Your score hinges in part on credit utilization — the percentage of your available credit you’re using. High balances make you look riskier to lenders. The best move? Pay off your full balance each month.
✅ Takeaway tip: Use automatic payments or reminders from budgeting apps to ensure you pay in full and on time.
🏠 Myth 2: Renting Is Throwing Money Away
The belief: Renting is a waste — you should always buy a home if you can.
The truth: Renting offers flexibility and can sometimes be the smarter financial choice. Homeownership comes with big-ticket costs like maintenance, property taxes, and insurance. If you’re not planning to stay put for at least 5–7 years, renting may save you money.
✅ Takeaway tip: Use rent vs. buy calculators to compare costs in your area and weigh them against your lifestyle plans.
📈 Myth 3: Investing Is Only for the Wealthy
The belief: You need a fat bank account to get into investing.
The truth: Thanks to fractional shares, micro-investing apps, and no-minimum investment platforms, anyone can start investing today — even with just a few dollars. And starting small now lets you harness the power of compound growth over time.
✅ Takeaway tip: Explore beginner-friendly investment apps that help you dip your toes in while learning the basics.
👵 Myth 4: You Should Avoid All Debt in Retirement
The belief: Heading into retirement with any debt is a financial disaster.
The truth: Not all debt is bad debt. A low-interest mortgage, for example, might make sense if it preserves your cash flow or allows you to invest in higher-return opportunities.
✅ Takeaway tip: Sit down with a financial advisor to review your retirement plan and decide which debts to prioritize (and which you can comfortably carry).
👔 Myth 5: You Can Always Work After Retirement
The belief: If money gets tight, you can just pick up a part-time job after you retire.

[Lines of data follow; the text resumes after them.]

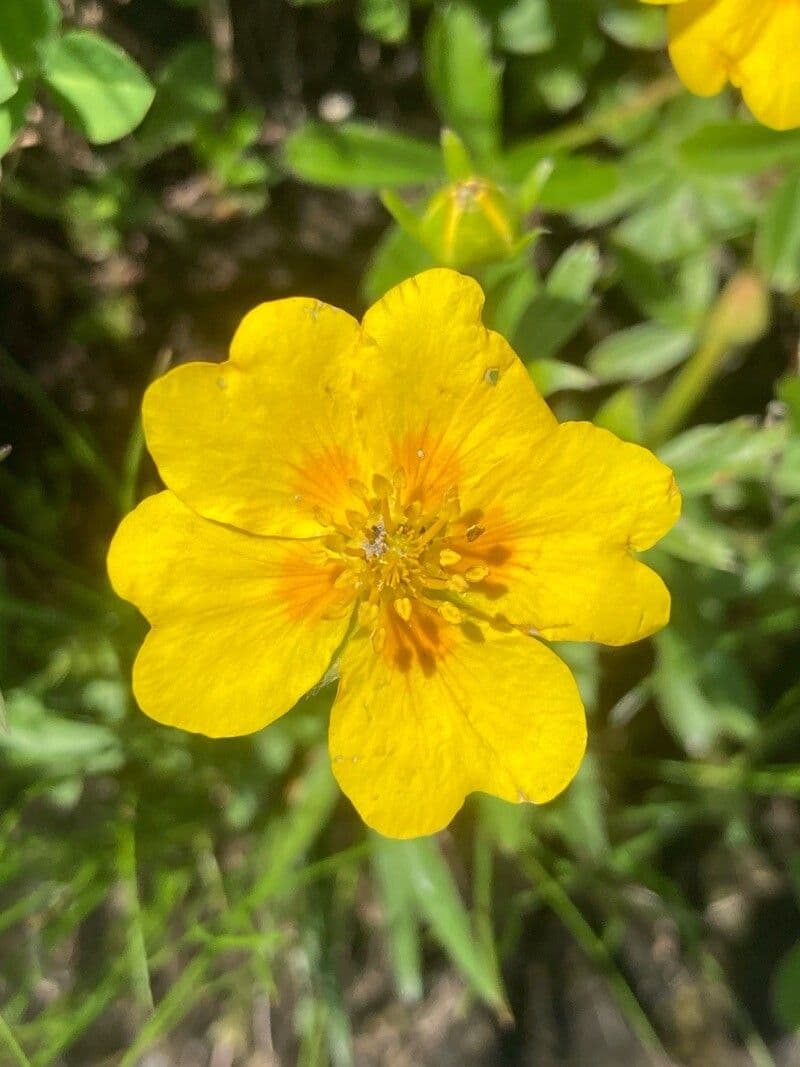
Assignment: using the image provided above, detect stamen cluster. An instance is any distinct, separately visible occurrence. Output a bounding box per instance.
[316,471,489,652]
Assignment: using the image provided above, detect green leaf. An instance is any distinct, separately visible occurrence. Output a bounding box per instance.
[779,375,800,430]
[0,51,18,105]
[362,223,435,303]
[547,240,601,300]
[653,628,758,756]
[371,835,423,1001]
[658,419,788,496]
[588,323,694,383]
[614,187,705,263]
[659,512,738,572]
[773,944,800,1031]
[513,243,600,362]
[756,166,800,294]
[0,690,124,777]
[399,837,509,1013]
[528,358,598,396]
[284,121,443,189]
[599,7,665,50]
[43,30,155,144]
[136,40,223,158]
[359,0,409,43]
[424,3,502,163]
[0,78,32,156]
[680,122,800,177]
[480,256,538,337]
[536,155,620,211]
[593,386,643,443]
[0,0,60,73]
[496,0,554,56]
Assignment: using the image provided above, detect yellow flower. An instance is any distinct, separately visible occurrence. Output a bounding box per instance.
[643,0,800,130]
[108,270,680,839]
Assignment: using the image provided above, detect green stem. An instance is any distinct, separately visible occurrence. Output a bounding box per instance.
[0,1011,32,1067]
[117,806,154,1016]
[647,334,728,448]
[521,851,668,1063]
[118,416,147,517]
[525,75,683,158]
[625,757,800,798]
[472,823,509,1021]
[702,953,777,1067]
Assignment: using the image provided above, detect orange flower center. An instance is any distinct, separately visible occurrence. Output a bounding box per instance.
[315,470,490,653]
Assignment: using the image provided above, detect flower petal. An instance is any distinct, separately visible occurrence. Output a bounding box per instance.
[108,492,353,736]
[329,623,586,839]
[142,298,364,537]
[665,0,800,130]
[453,422,680,646]
[730,3,800,131]
[356,269,558,507]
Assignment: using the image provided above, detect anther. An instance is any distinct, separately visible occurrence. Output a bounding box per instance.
[438,602,463,625]
[322,533,347,552]
[439,548,461,567]
[372,626,387,653]
[466,524,486,542]
[313,506,333,527]
[394,597,412,622]
[465,565,490,583]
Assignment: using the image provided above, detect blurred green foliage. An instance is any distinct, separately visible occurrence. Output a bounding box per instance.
[1,0,800,1064]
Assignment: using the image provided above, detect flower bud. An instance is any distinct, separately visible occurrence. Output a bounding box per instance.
[708,271,770,348]
[418,178,521,268]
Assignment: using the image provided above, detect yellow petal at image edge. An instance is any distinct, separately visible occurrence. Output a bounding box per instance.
[329,625,587,839]
[141,298,364,538]
[644,0,800,131]
[107,492,352,737]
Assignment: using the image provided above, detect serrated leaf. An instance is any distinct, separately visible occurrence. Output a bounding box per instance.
[284,121,443,188]
[43,30,155,144]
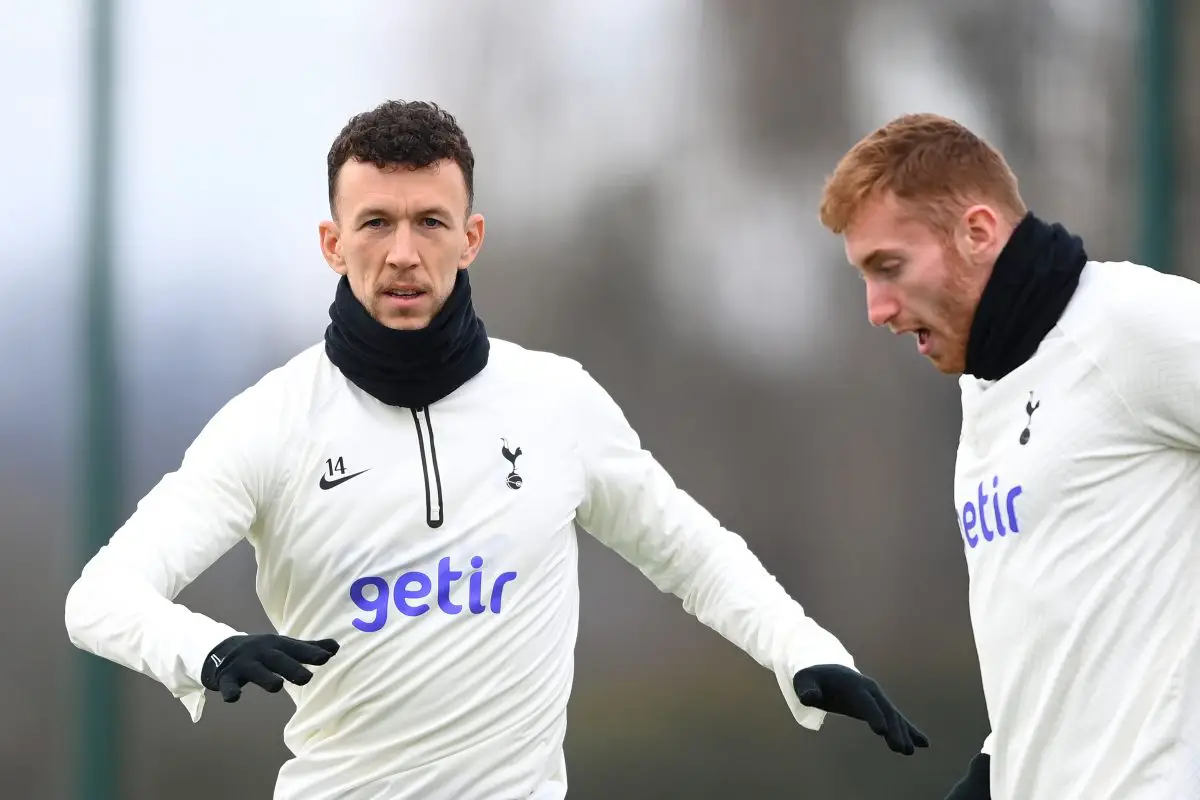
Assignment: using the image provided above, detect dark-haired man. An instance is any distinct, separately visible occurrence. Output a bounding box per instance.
[66,100,927,800]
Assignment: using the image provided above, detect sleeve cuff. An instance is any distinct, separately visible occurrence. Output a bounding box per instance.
[776,645,858,731]
[174,621,244,722]
[177,688,207,723]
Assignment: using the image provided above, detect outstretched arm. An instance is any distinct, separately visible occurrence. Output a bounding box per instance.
[569,365,926,752]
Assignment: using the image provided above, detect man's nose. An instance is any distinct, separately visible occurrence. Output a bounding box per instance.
[386,226,421,267]
[865,282,900,328]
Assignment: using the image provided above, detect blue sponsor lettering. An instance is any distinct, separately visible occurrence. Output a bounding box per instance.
[961,476,1023,548]
[349,557,518,632]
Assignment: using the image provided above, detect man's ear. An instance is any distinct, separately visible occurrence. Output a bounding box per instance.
[960,205,1001,260]
[459,213,486,269]
[319,219,347,276]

The truth: Relying on post-retirement work is risky. Health issues, caregiving needs, or age discrimination can limit your options. A solid retirement plan needs to stand on its own.
✅ Takeaway tip: Check in on your retirement savings regularly to make sure they match your future lifestyle goals — and adjust when needed.

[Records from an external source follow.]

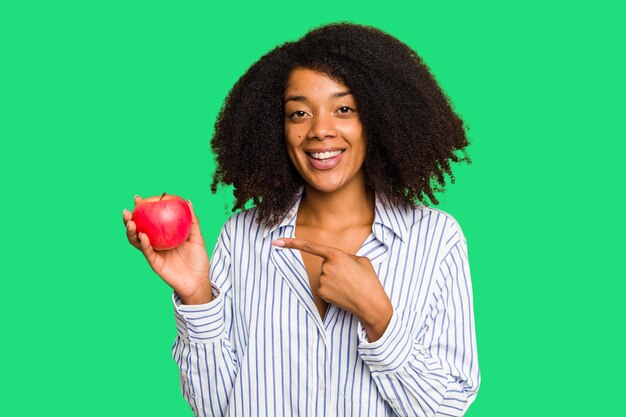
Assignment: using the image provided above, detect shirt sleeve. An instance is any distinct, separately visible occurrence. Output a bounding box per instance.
[357,239,480,417]
[171,221,238,417]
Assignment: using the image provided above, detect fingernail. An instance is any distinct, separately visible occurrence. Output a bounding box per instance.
[138,232,143,240]
[123,209,128,215]
[187,200,193,207]
[272,239,285,247]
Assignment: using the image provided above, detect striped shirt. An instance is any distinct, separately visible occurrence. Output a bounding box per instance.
[172,191,480,416]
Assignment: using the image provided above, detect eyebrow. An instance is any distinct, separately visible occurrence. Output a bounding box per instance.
[285,91,352,103]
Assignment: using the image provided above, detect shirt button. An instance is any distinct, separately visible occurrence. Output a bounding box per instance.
[319,382,325,390]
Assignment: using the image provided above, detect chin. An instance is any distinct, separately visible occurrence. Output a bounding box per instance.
[304,177,347,194]
[310,184,342,193]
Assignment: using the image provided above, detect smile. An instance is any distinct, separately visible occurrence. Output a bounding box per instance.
[308,150,344,160]
[305,149,345,170]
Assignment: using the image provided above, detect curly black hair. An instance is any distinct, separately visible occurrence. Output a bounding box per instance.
[211,22,471,227]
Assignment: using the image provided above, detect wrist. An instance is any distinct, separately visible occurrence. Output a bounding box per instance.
[357,293,393,342]
[178,280,214,305]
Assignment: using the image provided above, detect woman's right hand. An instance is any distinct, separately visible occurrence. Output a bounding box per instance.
[123,195,213,304]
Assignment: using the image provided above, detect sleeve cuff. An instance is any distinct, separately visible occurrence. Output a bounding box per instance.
[172,282,225,343]
[357,308,414,374]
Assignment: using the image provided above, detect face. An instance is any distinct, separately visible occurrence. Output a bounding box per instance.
[284,68,366,194]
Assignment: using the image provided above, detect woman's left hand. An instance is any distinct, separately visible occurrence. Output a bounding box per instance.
[273,238,393,341]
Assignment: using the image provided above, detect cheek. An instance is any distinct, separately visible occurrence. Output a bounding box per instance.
[283,138,301,168]
[284,128,305,154]
[284,125,297,145]
[346,127,366,155]
[353,138,367,170]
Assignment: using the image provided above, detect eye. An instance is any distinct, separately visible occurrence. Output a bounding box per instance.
[337,106,355,114]
[287,110,308,119]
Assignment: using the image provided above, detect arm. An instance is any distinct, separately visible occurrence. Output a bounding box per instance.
[171,223,239,417]
[272,234,480,415]
[123,198,238,416]
[357,240,480,417]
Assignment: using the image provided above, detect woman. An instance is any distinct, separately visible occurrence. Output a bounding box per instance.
[123,22,480,417]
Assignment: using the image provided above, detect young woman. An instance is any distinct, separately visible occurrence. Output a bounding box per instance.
[123,23,480,417]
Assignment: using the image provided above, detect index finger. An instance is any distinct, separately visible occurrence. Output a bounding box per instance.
[272,238,342,259]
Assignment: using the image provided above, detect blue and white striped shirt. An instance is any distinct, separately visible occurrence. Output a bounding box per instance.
[172,192,480,416]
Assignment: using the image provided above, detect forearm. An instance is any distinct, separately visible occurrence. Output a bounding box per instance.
[172,289,238,417]
[367,349,476,417]
[173,337,237,417]
[356,290,393,342]
[357,308,479,417]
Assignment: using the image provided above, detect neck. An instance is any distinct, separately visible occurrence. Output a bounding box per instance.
[298,179,375,230]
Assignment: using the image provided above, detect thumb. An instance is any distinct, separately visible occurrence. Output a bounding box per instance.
[137,231,160,271]
[186,200,205,243]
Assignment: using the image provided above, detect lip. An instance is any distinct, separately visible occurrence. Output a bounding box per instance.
[306,149,345,170]
[305,147,345,153]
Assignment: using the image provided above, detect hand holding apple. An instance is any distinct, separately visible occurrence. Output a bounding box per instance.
[131,192,192,250]
[123,194,213,304]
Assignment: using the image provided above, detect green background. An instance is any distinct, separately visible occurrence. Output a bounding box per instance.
[2,1,624,415]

💼 Myth 6: Borrowing from Your 401(k) Is a Safe Option
The belief: Borrowing from your 401(k) is like borrowing from yourself — no harm done.
The truth: A 401(k) loan comes with strings attached. If you leave your job, you may have to repay it quickly or face taxes and penalties. Plus, you lose out on potential investment growth while the money is out.
✅ Takeaway tip: Exhaust other funding options first — like personal loans or tapping your emergency fund — before touching retirement accounts.
📃 Myth 7: Life Insurance Is a Good Investment
The belief: Life insurance policies can double as investment tools.
The truth: While some permanent life insurance products include investment components, they often come with higher fees and lower returns compared to traditional investment accounts.
✅ Takeaway tip: Focus on term life insurance for straightforward protection, and keep your investments separate for better growth potential.
🕰 Myth 8: You Should Take Social Security at 62
The belief: It’s always smartest to claim Social Security as soon as you’re eligible.
The truth: Claiming early permanently reduces your monthly benefit. Waiting until full retirement age — or even later — increases your payments.
✅ Takeaway tip: Use an online Social Security calculator to weigh the pros and cons of claiming at different ages based on your health, lifestyle, and financial needs.
💵 Myth 9: You Can’t Build Wealth on a Low Income
The belief: You need a high salary to build wealth.
The truth: Wealth comes from what you do with what you have. Smart budgeting, consistent saving, and long-term investing can create real financial growth, even on modest earnings.
✅ Takeaway tip: Build a budget that prioritizes saving and debt payoff, and take advantage of free financial literacy tools to sharpen your money skills.
✨ Final Thoughts
The biggest financial mistake you can make in 2025? Clinging to myths that no longer serve you.
When you challenge old assumptions, stay informed, and make intentional decisions, you set yourself up for lasting success — no matter your starting point.